Earlier in the day police revealed that they had had more than 100 calls after an appeal for witnesses from as far afield as South Africa. Psychiatric profiling of the suspected abductor's background hinted that she had suffered some personal tragedy in the past. Two psychology experts were yesterday helping the police with this profile. 'We've had a great deal of help from members of the public,' Det Supt Shepherd said. 'They're giving us names of people they think we should be looking at and we're doing that. My first and single priority is the safe return of the baby.

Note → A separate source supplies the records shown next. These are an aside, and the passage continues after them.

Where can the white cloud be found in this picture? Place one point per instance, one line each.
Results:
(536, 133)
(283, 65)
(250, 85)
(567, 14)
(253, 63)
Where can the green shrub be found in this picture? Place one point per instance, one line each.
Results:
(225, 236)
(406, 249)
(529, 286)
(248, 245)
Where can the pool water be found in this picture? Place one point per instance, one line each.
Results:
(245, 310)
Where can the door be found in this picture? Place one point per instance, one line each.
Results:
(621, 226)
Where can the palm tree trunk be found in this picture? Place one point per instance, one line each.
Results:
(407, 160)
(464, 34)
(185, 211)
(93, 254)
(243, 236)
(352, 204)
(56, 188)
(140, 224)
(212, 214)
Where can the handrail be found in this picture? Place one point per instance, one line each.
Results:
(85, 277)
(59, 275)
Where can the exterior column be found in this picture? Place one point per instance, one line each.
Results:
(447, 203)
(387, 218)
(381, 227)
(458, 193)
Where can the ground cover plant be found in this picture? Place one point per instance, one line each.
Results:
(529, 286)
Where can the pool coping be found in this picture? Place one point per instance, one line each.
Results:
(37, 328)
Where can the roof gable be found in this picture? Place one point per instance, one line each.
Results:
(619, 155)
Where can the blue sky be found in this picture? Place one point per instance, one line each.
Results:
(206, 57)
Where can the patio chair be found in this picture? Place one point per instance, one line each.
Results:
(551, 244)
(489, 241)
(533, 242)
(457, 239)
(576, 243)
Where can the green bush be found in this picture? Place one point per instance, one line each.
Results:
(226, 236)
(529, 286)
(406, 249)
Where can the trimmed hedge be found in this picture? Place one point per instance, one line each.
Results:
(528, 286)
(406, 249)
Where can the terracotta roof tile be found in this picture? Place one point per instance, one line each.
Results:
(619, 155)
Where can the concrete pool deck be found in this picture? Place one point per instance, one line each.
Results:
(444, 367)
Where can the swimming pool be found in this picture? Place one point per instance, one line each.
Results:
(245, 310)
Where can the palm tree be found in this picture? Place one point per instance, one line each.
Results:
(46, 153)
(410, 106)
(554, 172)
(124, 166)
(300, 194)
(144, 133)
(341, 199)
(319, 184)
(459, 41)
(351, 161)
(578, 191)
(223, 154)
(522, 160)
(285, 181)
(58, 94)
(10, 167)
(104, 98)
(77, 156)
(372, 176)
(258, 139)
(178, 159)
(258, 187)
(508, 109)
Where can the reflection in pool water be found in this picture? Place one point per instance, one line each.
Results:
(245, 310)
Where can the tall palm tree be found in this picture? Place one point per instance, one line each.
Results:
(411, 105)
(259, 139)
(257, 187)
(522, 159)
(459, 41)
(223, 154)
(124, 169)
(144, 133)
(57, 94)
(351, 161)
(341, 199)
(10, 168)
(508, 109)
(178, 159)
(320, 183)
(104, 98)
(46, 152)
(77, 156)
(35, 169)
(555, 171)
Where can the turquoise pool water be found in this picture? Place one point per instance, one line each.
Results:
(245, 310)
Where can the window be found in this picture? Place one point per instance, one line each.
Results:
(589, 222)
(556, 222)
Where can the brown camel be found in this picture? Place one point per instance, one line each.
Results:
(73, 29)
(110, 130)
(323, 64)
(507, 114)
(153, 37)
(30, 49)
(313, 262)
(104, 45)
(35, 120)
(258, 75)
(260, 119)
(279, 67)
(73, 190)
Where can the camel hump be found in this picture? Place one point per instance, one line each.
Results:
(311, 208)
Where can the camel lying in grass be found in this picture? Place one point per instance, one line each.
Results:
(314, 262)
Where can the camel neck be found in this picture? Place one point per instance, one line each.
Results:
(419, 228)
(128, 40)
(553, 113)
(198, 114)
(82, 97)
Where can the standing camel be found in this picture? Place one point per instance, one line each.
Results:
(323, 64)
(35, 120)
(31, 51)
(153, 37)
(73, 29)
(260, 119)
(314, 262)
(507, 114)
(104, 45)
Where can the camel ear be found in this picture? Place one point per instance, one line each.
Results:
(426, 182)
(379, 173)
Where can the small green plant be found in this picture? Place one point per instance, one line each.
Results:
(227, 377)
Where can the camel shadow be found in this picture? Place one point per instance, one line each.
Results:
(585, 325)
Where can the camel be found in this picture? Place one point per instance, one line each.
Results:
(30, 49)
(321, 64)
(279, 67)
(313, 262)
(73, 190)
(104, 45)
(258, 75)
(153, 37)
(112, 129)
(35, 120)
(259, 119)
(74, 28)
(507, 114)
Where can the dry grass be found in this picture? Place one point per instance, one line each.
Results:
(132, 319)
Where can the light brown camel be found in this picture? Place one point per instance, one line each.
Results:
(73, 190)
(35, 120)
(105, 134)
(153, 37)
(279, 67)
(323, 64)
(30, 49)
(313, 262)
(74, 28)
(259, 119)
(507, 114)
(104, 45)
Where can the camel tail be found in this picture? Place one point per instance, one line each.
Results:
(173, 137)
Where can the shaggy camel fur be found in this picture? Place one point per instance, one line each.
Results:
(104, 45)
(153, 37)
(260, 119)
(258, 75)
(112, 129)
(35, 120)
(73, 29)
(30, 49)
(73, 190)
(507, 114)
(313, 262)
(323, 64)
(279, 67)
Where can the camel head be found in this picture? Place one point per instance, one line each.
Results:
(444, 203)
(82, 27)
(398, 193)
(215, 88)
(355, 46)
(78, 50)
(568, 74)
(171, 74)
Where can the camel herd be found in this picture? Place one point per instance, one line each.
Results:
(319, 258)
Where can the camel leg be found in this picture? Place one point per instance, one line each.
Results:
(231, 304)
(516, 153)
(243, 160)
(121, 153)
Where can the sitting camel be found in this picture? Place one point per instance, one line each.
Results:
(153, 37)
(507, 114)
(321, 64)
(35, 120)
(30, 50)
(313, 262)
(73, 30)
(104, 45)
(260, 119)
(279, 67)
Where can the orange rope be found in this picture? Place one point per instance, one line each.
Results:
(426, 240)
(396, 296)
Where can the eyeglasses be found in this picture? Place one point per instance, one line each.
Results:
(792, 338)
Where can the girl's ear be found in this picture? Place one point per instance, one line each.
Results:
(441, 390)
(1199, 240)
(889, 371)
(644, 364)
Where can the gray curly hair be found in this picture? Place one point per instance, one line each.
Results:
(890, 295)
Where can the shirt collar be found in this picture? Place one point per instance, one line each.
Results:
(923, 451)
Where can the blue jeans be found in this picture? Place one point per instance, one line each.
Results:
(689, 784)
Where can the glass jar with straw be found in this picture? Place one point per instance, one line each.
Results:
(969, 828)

'It's not improbable there is a tortured person close to the woman who has taken the baby. All I can say is please come forward and help us.'

David Edwards, chief executive of the hospital trust, said it was necessary for the baby to be fed frequently - if bottle fed about every four hours. She would also need regular nappy changes: 'The person who has the child ought to observe its colour and breathing and be careful to lay the child down on its side or back, not its stomach.'

Yesterday Tom Sackville, the Health Minister, said it was possible to tag all babies electronically as soon as they are born: 'It is not a question of expense, it is a question of whether midwives and mothers feel that this is appropriate, or over-reacting when the individuals who would embark on such a venture of abducting a baby are relatively few, thankfully.'

Mr Edwards said the hospital had in the past considered security tagging for new born babies but decided that since mothers at the hospital were kept in close contact with their infants it was not appropriate: 'Obviously this will have to be reconsidered as part of our review of security.'

Mr and Mrs Humphries were last night said to be staying at the hospital while the police continued the hunt.

Police were yesterday continuing their hunt for missing three-year-old Rosie Palmer - but admitted the chances of finding her alive were 'diminishing by the minute'. Rosie disappeared on Thursday after leaving an ice-cream van where she went to buy an ice-lolly near her home on the coast at Hartlepool, Cleveland. She was wearing red-and-white check shorts and a white T shirt with a daisy on the front. About 100 police plus local volunteers, tracker dogs and a helicopter have stepped up their search.